The alternative method that we are going to use is instead of increasing the number of 1 bits in our mask each time, and starting from 0, we are going to start with an all 1 mask, and reduce the number of 1 bits each time. This won’t have the gap at all 1 mask, because it is the starting value.

To achieve it, we are going to start with our type maximum mask, and then shift it to the right by the total number of bits in our type, minus our width. For example, if our type is u8, and our width is 3, our mask will be 0b11111111 >> (8 - 3) = 0b00000111.

fn generate_mask_2(n: u8) -> u8 {
    u8::MAX >> (u8::BITS - n as u32)
}

fn main() {
    // Change n to the current mask!
    let mask = generate_mask_n(3);
    println!("0b{:08b}", mask);
}

The next thing that we are going to do is to relocate the position of the bits in our mask to the flag position in our u8.

This could easily be done using the left shift operator << with the offset of our flag. For example, if the starting bit of our flag is at position 2, we can shift our mask to the left by 2 bits: mask << 2. Which makes our final mask generation function look like this:

fn generate_mask_3(n: u8, offset: u8) -> u8 {
    (u8::MAX >> (u8::BITS - n as u32)) << offset
}

fn main() {
    // Change n to the current mask!
    let mask = generate_mask_n(3);
    println!("0b{:08b}", mask);
}

To read the value, we just need to apply an AND gate with the mask, and then shift the result to the right by the offset to normalize it.

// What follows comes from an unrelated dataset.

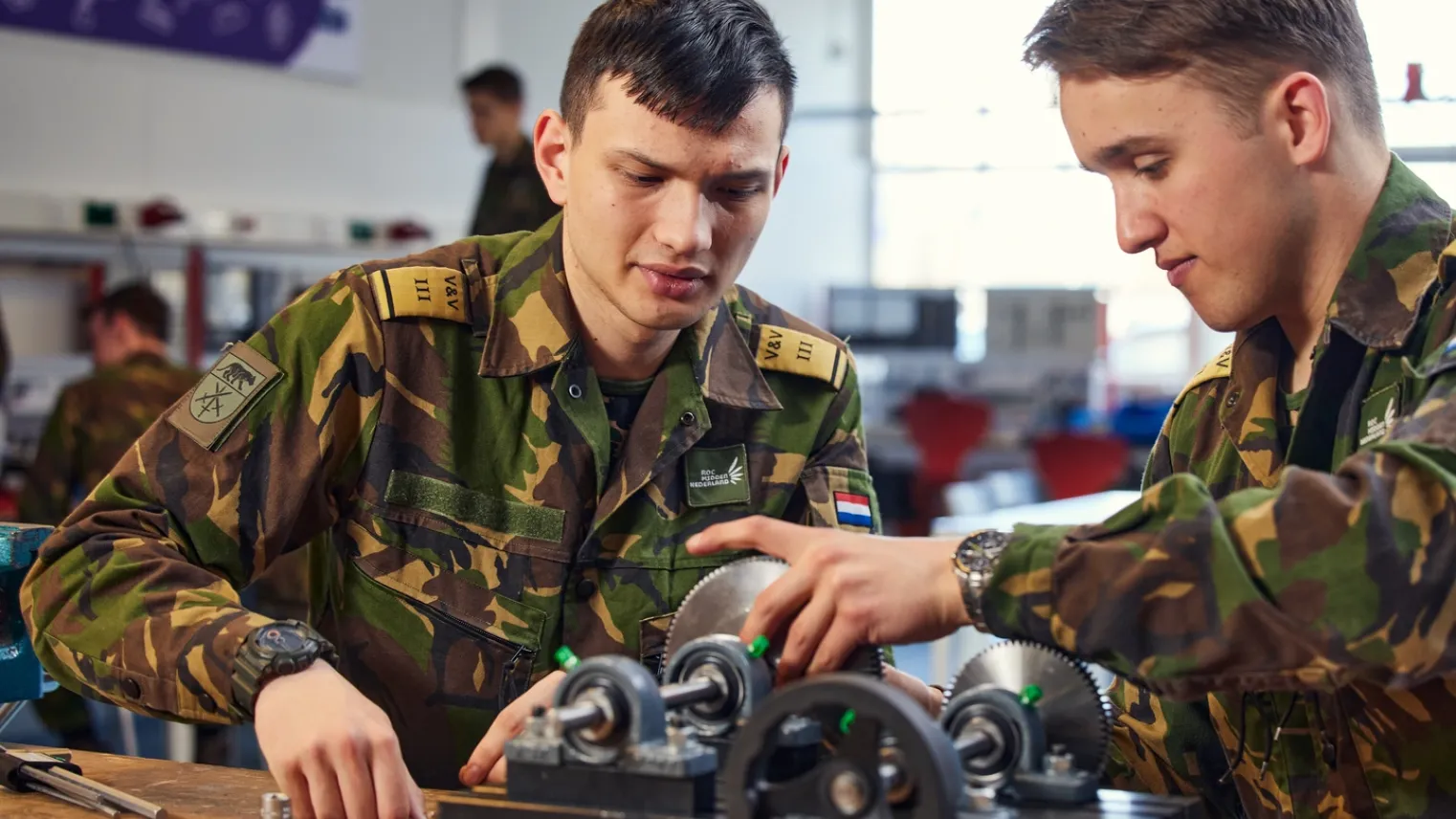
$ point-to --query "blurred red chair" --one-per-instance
(944, 431)
(1073, 465)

fn generate_mask_3(n: u8, offset: u8) -> u8 {
    (u8::MAX >> (u8::BITS - n as u32)) << offset
}

fn read_flag(value: u8, offset: u8, width: u8) -> u8 {
    let mask = generate_mask_3(width, offset);

    ((value & mask) >> offset) as u8
}

fn main() {
    let value: u8 = 0b11011011;

    let offset: u8 = 2;
    let width: u8 = 3;
    let read: u8 = read_flag(value, offset, width);
    println!("{}", read);
}

To write to our value, you may be tempted to use the left shift operation on the new_value to shift to the correct position and then OR it with the original value. While your intuition is good, this approach will not work. This is because the OR gate only changes bits from 0 to 1, but cannot change bits from 1 to 0. So our approach will be to first clear the bits we want to change, and then OR it with the new value.

To clear the flag, we can use an AND gate, where all the flag bits are set to 1, and the rest are 0. This will leave the flag bits unchanged, and the rest will be cleared. So our clear mask for flag b looks like this 0b11111011.

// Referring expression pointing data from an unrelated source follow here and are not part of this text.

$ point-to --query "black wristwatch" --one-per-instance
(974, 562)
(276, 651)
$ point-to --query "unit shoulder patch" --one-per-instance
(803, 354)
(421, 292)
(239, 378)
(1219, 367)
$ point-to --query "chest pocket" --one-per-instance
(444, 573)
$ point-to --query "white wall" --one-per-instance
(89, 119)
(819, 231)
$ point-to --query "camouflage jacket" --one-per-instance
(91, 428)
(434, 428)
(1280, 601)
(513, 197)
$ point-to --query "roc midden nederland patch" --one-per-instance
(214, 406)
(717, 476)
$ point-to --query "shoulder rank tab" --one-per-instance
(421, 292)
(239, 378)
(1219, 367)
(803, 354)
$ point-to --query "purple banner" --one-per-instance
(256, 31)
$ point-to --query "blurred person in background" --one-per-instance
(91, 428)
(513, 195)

You may have noticed that this is the exact inverse of the mask we used to read the flag. So we will use the same approach to generate it, and use the NOT gate with the ! operator to invert all the bits. After that, we can OR it with the new value shifted to the correct position.

fn generate_mask_3(n: u8, offset: u8) -> u8 {
    (u8::MAX >> (u8::BITS - n as u32)) << offset
}

fn write_flag(value: u8, offset: u8, width: u8, new_value: u8) -> u8 {
    let mask = !generate_mask_3(width, offset);
    let cleared: u8 = value & mask;
    let shifted: u8 = (new_value as u8) << offset;
    cleared | shifted
}

fn main() {
    let value: u8 = 0b11011011;

    let offset: u8 = 2;
    let width: u8 = 3;
    let new_value: u8 = 2;
    let read: u8 = write_flag(value, offset, width, new_value);
    println!("0b{:08b}", read);
}

Struct Definition

When starting to implement any piece of code, it is always a good idea to first sketch out the types that we are going to use.

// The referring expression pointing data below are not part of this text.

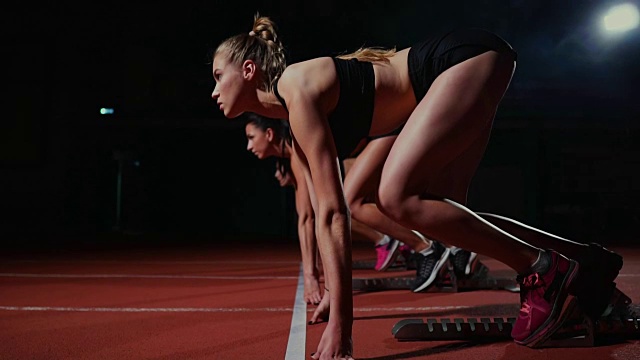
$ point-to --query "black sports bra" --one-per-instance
(350, 121)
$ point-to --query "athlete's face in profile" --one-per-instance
(259, 141)
(229, 86)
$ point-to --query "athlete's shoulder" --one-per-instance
(311, 75)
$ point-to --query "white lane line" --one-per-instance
(296, 345)
(142, 276)
(302, 309)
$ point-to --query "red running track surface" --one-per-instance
(232, 303)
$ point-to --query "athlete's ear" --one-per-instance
(248, 69)
(270, 134)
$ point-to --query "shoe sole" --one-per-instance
(553, 323)
(393, 254)
(471, 264)
(436, 270)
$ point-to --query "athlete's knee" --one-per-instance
(390, 203)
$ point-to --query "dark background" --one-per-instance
(564, 154)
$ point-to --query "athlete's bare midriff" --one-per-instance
(394, 99)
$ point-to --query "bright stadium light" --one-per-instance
(621, 18)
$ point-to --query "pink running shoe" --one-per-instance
(545, 301)
(387, 254)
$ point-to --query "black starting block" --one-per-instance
(446, 281)
(619, 321)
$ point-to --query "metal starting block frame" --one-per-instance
(447, 281)
(619, 321)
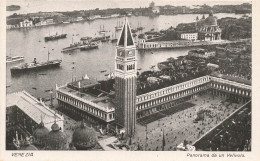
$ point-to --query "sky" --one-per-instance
(29, 6)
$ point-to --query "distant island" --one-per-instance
(13, 8)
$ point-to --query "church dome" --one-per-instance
(40, 134)
(27, 146)
(56, 140)
(211, 20)
(84, 137)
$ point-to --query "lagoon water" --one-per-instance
(30, 44)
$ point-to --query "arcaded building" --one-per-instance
(121, 105)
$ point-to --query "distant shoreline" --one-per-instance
(13, 8)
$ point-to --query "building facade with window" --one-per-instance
(24, 113)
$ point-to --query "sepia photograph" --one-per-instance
(124, 75)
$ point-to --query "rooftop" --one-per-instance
(103, 101)
(32, 107)
(85, 83)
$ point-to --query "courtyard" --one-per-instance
(181, 125)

Borrowing the definition of our macro again, these are the types that come to mind.

#[bitfields]
struct MyFlags {
  #[flag(r)]
  a: B2,
  b: B5,
  #[flag(rwc(30))]
  c: B3,
  #[flag(flag_type = ProtectionLevel)]
  d: B2,
  #[flag(r, dont_shift)]
  e: B3,
  f: B1,
}

BitFields
- FlagAttribute (i.e #[flag(r, dont_shift, flag_type = ProtectionLevel)])
  - Permissions
  - FlagType
  - DontShift
- Single Bitfield (i.e., a: B2)
  - FlagMeta (i.e., width: 2, type: u8)

FlagAttributes

Our FlagAttribute struct will simply store the permissions, flag type, and dont_shift flag of a flag.

#[derive(Default)]
pub struct FlagAttribute {
    pub permissions: FlagPermission,
    pub flag_type: Option<TypePath>,
    pub dont_shift: bool,
}

Permissions

For our permission attribute, we want to store the read, write, or clear permissions and the clear value. You may be tempted to use one number here and encode it in bits to have good performance on it. But, this will not be a good idea because macros are expanded at compile time, and the expansion between compilations is cached. So the performance increase doesn’t really matter.

#[derive(Debug)]
pub struct FlagPermission {
    pub read: bool,
    pub write: bool,
    pub clear: Option<usize>,
}

impl Default for FlagPermission {
    fn default() -> FlagPermission {
        FlagPermission {
            read: true,
            write: true,
            clear: None,
        }
    }
}

DontShift

For some of our flags, and especially the dont_shift flag, we want to parse custom idents, in this example, the literal dont_shift keyword.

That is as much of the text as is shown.